Belokan menuju taman yang semula sepi mendadak menjadi ramai, banyak orang berkumpul di sana. Mereka adalah para tetangga yang penasaran dengan apa yang sedang terjadi. Karena sirine ambulan membuat orang-orang yang semula berdiam di dalam rumah ikut keluar. Ditambah sirine mobil polisi yang menyusul kemudian.
Jungkook berada digendongan bibi Hani yang menangis karena tuduhan demi tuduhan terus mengaum pada Jungkook. Mata Jungkook mengawasi bagaimana tiga anak di sana meliriknya dengan gelisah, dan si anak kurus di bawa masuk ke mobil ambulan.
Jungkook tidak menangis, dia marah pada anak-anak itu yang menuduhnya. Jungkook terus mengawasi mereka. Hatinya disergapi kebencian, sorot mata Jungkook berkilat tajam. Wajah piasnya berubah datar, bibirnya terkatup rapat. Dia tidak menangis, justru bibi Hani yang mengeluarkan banyak air mata. Terus melontarkan pembelaan bahwa Jungkook tidak mungkin melakukan itu semua—mendorong si kurus sampai jatuh membentur aspal hingga kepala berdarah.
Tepat setelah papa turun dari mobil patroli, saat itu juga Jungkook baru merasakan ketakutan yang luar biasa merayapi dirinya. Sampai Jungkook memilih memeluk leher bibi Hani dan bersandar pada bahu bibi Hani. Menoleh ke belakang, enggan untuk menatap papa yang berjalan ke arahnya.
“Saejoon-ah.” Bibi Hani menyebutkan nama papa. “Jungkook tidak melakukan ini, percayalah.”
“Apa Bibi melihatnya? Jungkook tidak melakukan ini?” tanya papa, suaranya yang tegas membuat Jungkook semakin memeluk erat bibi Hani.
“Dia tidak berbicara apapun dari tadi. Jungkook ketakutan, lututnya juga berdarah. Dia hanya pamit bermain sepeda, aku pikir itu hanya di halaman. Dan setelah selesai membuat camilan aku tidak menemukan Jungkook. Pintu pagar terbuka. Aku mencarinya di arah yang berlawanan. Kemudian saat akan pulang salah satu tetangga kita menjemputku untuk kemari.”

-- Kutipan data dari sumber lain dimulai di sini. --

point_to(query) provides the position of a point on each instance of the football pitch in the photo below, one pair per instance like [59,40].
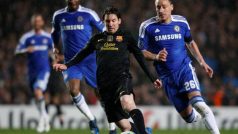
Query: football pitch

Bibi Hani melanjutkan, masih dengan mata berkaca-kaca. “Setelah sampai di sini, anak itu sudah dinaikkan ke trotoar sementara orang-orang dewasa menyudutkan Jungkook. Mereka terus mengatai Jungkook pembunuh.”
Papa mengusap punggung Jungkook, telapak tangannya merasakan degupan cepat di tubuh Jungkook. Dia tersenyum berusaha menenangkan Jungkook yang ketakutan. Walau tanpa berucap papa tahu Jungkook sangat gelisah sekarang.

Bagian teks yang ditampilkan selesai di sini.